Is there a kind of caste system among the foreign-born in Minnesota where the undocumented are treated as outcasts? What about incidence of domestic violence, access to medical care and food, unemployment and sex trafficking among the state’s immigrant and refugee populations?
These issues and others worthy of study surfaced this week when Wilder Foundation gathered together about 90 people, those who work with and live in these communities, to talk about just how well the state’s fastest growing immigrant and refugee groups are faring from day to day.
The changing face of Minnesota, especially the Twin Cities, is a well-known story, though our state is less diverse than many. Latest data reported in Minnesota Compass shows about 380,000 people or 6.9 percent of the Minnesotans are foreign-born.
Now Wilder Research, at the direction of the Wilder Foundation, is kicking off a deeper study of Hennepin and Ramsey counties’ refugee and immigrant populations: their assets, greatest needs and the challenges to accessing services.
“We are trying to do a community assessment,’’ explains Nicole MartinRogers, the project manager, about “Speaking For Ourselves.” In its earliest stages, Wilder officials are involving the community as they consider which immigrant populations to study, as well as what questions to ask, and how to reach these populations.
Among those groups being considered for study are Latino, Cambodian, Hmong, Vietnamese, Karen, Somali and Oromo.
Documenting current conditions is a first step toward working to capitalize on the communities’ strengths and meet their needs, MartinRogers says.
By calling the meeting, researchers hope to involve people from a wide spectrum of minority communities, including Latinos.
Conveying the perspective of members of the grassroots group Asamblea de derechos civiles was co-founder Pablo Tapia, who carries a message of “liberation” for undocumented workers and the establishment of a path toward legal citizenship.
In a small group discussion, Tapia described how undocumented persons in this country are “not only discriminated against but also taken advantage of,’’ being paid lower wages and “working under close to slavery conditions.’’ The Wilder survey, he says, should include questions that reveal that class division and discrimination.
Further, Tapia hopes survey results document the need for change, a need for a partnership between undocumented people and the majority community to, as he says, “advocate for the liberty of our undocumented people.’’
It’s not the first time Wilder researchers have surveyed the state’s newer residents.
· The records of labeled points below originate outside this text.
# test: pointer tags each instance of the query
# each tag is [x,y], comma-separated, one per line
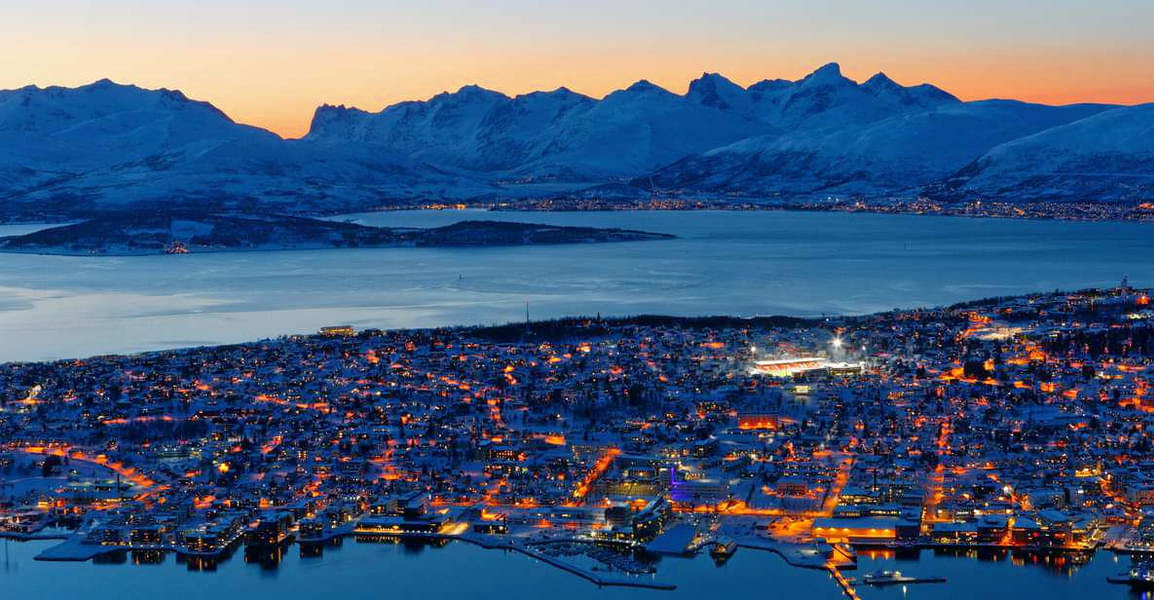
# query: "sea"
[459,570]
[721,263]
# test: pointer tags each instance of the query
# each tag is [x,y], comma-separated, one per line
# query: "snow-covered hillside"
[1108,156]
[106,147]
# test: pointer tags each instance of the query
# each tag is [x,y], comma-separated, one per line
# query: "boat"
[724,548]
[1139,576]
[897,577]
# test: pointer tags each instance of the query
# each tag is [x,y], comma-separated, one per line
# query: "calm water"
[459,570]
[744,263]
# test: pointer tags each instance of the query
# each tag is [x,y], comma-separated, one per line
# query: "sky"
[270,62]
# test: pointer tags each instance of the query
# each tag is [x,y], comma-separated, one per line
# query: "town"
[1020,424]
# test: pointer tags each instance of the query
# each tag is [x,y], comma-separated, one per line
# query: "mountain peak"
[826,74]
[645,87]
[712,89]
[879,81]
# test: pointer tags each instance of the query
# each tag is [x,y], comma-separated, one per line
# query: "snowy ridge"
[106,147]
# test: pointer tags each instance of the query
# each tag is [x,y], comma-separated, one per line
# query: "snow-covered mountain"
[1108,156]
[106,147]
[889,155]
[568,136]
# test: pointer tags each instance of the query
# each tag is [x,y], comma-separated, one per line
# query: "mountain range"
[105,148]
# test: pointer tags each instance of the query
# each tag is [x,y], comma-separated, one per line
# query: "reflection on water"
[741,263]
[449,570]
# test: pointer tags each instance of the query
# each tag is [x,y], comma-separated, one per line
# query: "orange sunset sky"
[271,62]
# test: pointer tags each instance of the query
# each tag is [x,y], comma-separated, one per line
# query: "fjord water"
[461,570]
[739,263]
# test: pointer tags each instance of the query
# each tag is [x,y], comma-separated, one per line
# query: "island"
[186,232]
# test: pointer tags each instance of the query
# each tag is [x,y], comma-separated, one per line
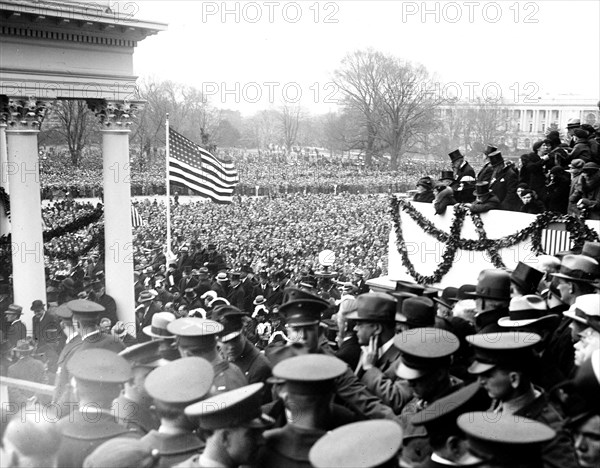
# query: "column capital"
[23,113]
[114,114]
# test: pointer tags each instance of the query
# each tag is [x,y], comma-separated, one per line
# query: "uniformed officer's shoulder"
[122,453]
[362,444]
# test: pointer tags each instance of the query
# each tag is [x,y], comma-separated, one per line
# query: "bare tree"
[75,121]
[289,125]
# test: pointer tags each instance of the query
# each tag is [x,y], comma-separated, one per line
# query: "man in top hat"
[485,199]
[99,375]
[237,295]
[492,296]
[302,311]
[99,296]
[236,348]
[424,190]
[576,277]
[503,182]
[358,279]
[86,319]
[504,364]
[364,444]
[198,337]
[425,361]
[448,443]
[310,384]
[173,387]
[46,327]
[134,404]
[460,168]
[15,329]
[485,174]
[505,441]
[25,368]
[374,315]
[144,313]
[525,280]
[62,392]
[530,313]
[233,424]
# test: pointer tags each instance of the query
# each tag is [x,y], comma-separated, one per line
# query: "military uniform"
[198,336]
[305,375]
[172,386]
[84,429]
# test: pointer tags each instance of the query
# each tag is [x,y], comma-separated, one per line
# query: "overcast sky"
[251,55]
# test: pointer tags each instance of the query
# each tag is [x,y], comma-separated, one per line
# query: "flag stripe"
[195,168]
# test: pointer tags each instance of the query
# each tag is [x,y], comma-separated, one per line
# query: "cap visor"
[480,367]
[408,373]
[575,317]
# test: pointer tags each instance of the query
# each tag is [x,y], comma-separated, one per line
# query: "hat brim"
[480,367]
[408,373]
[148,331]
[507,322]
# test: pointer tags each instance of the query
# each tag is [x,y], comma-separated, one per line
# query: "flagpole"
[168,202]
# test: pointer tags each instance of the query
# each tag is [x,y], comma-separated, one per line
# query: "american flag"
[136,219]
[194,167]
Their 2000 “Speaking for Themselves” study touched on the state’s immigration history, pointing out that 28.9 percent of the population in 1900 fit that description while only 4.6 percent in the state did in 1990. The research went on to focus on Hispanic, Hmong, Russian and Somali groups.
That survey, suggested by the St. Paul Pioneer Press and funded by the Knight Ridder Foundation, included: “… reasons for leaving home, reasons for coming to the United States and Minnesota, English language ability, treatment by Americans, views about cultural identity and Americanization, children and schools, religious identification, types of employment, stress factors, and sources of news and information.”
More than a decade later the foreign-born population across the state is growing steadily, but remains in the single digits. Ramsey County boasts 13.4 percent of its residents are foreign born, while Hennepin County trails at 12.8 percent.
Twelve years after the first study, a second study entitled “Speaking For Ourselves” seems to reflect inclusion and the majority community growing accustomed to its foreign-born residents.
Data collection methods have changed as well. In 2000, interviewers called land-line telephones in neighborhoods known to house foreign-born populations. This time, because of the prevalence of cell-phone use, researchers can’t reliably use that method. They talk of using a referral method instead, where one person interviewed suggests another of the same background but a different family to be interviewed.
Wilder researchers are also putting together a 25-person, culturally responsive and multi-lingual advisory board, accepting nominations for those positions on their website until Jan. 11.
Study results are expected in fall 2013.